This experiment involves measuring the hydrogen ion concentration (acidity or alkalinity) of environmental samples using pH indicators or digital meters.

Procedure for Soil pH

• Take 10g of dry soil and mix it with 50ml of distilled water in a beaker.
• Stir well for 30 minutes and allow the suspension to settle.
• Use pH paper or a digital pH meter to record the value.

Significance

pH determines the availability of nutrients to plants.

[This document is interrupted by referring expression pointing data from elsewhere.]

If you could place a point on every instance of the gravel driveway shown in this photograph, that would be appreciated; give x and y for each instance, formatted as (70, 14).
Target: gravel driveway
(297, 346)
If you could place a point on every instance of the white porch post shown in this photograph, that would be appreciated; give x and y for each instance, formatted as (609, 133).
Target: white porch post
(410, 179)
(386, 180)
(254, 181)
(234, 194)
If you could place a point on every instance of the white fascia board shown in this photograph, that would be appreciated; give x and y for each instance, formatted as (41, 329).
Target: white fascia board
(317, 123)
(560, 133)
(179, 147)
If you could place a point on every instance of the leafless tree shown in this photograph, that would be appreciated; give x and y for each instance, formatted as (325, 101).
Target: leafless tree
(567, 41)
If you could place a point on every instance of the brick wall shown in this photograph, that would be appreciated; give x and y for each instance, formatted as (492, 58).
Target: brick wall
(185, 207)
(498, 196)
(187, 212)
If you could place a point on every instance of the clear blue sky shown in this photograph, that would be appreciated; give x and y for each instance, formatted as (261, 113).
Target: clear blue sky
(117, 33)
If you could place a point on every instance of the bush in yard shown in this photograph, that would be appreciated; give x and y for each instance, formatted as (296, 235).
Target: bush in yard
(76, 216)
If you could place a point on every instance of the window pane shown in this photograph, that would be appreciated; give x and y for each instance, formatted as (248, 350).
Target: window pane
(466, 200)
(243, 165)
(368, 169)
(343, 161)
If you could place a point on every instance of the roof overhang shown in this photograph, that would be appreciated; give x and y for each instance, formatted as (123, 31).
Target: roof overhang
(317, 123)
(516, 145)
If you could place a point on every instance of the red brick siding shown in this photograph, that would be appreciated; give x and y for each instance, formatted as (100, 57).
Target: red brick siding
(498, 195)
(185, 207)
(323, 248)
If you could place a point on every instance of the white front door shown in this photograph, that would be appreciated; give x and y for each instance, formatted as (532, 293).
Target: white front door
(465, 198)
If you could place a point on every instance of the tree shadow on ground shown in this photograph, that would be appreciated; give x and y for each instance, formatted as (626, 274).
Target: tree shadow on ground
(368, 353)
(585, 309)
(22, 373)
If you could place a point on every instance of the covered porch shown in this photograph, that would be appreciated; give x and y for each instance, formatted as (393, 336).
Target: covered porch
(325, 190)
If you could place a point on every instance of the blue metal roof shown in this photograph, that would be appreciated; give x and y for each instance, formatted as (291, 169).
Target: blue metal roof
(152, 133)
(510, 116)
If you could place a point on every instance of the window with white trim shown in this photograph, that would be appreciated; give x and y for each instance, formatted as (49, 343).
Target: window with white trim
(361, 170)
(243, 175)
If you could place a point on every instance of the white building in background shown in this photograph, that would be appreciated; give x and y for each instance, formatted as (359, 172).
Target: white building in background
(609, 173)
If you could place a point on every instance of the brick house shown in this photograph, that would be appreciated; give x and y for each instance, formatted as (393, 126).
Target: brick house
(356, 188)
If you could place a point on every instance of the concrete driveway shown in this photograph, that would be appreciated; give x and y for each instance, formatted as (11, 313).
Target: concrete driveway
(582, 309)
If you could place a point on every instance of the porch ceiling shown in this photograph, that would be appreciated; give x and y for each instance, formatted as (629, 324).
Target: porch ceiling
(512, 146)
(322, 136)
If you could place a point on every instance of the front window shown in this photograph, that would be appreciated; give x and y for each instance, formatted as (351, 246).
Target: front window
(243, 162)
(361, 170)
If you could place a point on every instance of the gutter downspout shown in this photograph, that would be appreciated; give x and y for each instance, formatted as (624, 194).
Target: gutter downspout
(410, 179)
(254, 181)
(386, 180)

Most crops prefer a neutral to slightly acidic range (pH 6.0 - 7.5).

Plants adapt to extreme water availability conditions through specific structural changes.

Hydrophytes (e.g., Hydrilla, Nymphaea)

• Roots: Poorly developed or absent (anchorage is not a primary need).
• Stems: Spongy with aerenchyma to facilitate buoyancy and gas exchange.
• Leaves: Submerged leaves are often highly dissected; floating leaves have stomata on the upper surface only.

Xerophytes (e.g., Casuarina, Opuntia)

• Roots: Extremely deep and extensive to tap into underground water.
• Stems: Often succulent (fleshy) to store water; may perform photosynthesis (phylloclades).
• Leaves: Reduced to spines or scales; possess sunken stomata and thick cuticles to minimize transpiration.

This method determines the minimum area required to represent the majority of species in a community.

Methodology

1. Lay nested quadrats of increasing sizes (e.g., 10x10cm, 20x20cm, 50x50cm, etc.).
2. Record the cumulative number of species found as the area increases.
3. Plot a graph with Area on the x-axis and Number of Species on the y-axis.
4. The point where the curve levels off (plateaus) indicates the minimal quadrat size.

Frequency indicates the dispersion of a species in an area.

Raunkiaer's Law of Frequency

Raunkiaer classified species into five frequency classes:

• Class A: 1 - 20%
• Class B: 21 - 40%
• Class C: 41 - 60%
• Class D: 61 - 80%
• Class E: 81 - 100%

The Law: In a stable community, the distribution follows the trend: A > B > C >= or <= D < E.

These parameters provide a numerical assessment of species prevalence.

Density

Represents the average number of individuals of a species per unit area.

Abundance

Represents the concentration of a species in those specific spots where it is found.

Sieve analysis is used to determine the percentage distribution of different mineral particle sizes in a soil sample.

Particle Classification

• Sand: 0.05mm - 2.0mm
• Silt: 0.002mm - 0.05mm
• Clay: Less than 0.002mm

Soil with a balanced mix of these three is termed Loam, which is ideal for agriculture due to good drainage and water retention.

Students visit diverse ecological sites (forests, wetlands, or grasslands) to observe natural community interactions.

• Identify dominant species.
• Observe biotic interactions (symbiosis, parasitism).
• Analyze environmental stressors (pollution, human encroachment).

8. Exam Focus: Practical Tips & Viva Prep

Frequently Asked Questions

Q: Why is the Species Area Curve important?
A: It ensures that your sampling size is scientifically valid—neither too small to miss diversity nor too large to waste time.

Q: What is the difference between Density and Abundance?
A: Density counts every quadrat studied, reflecting the average across the whole field. Abundance only counts quadrats where the species was actually present, reflecting its "clumping" behavior.

Common Pitfalls

• Calculation Error: Forgetting to multiply by 100 for frequency.
• Identification: Misidentifying similar-looking grass species during quadrat studies.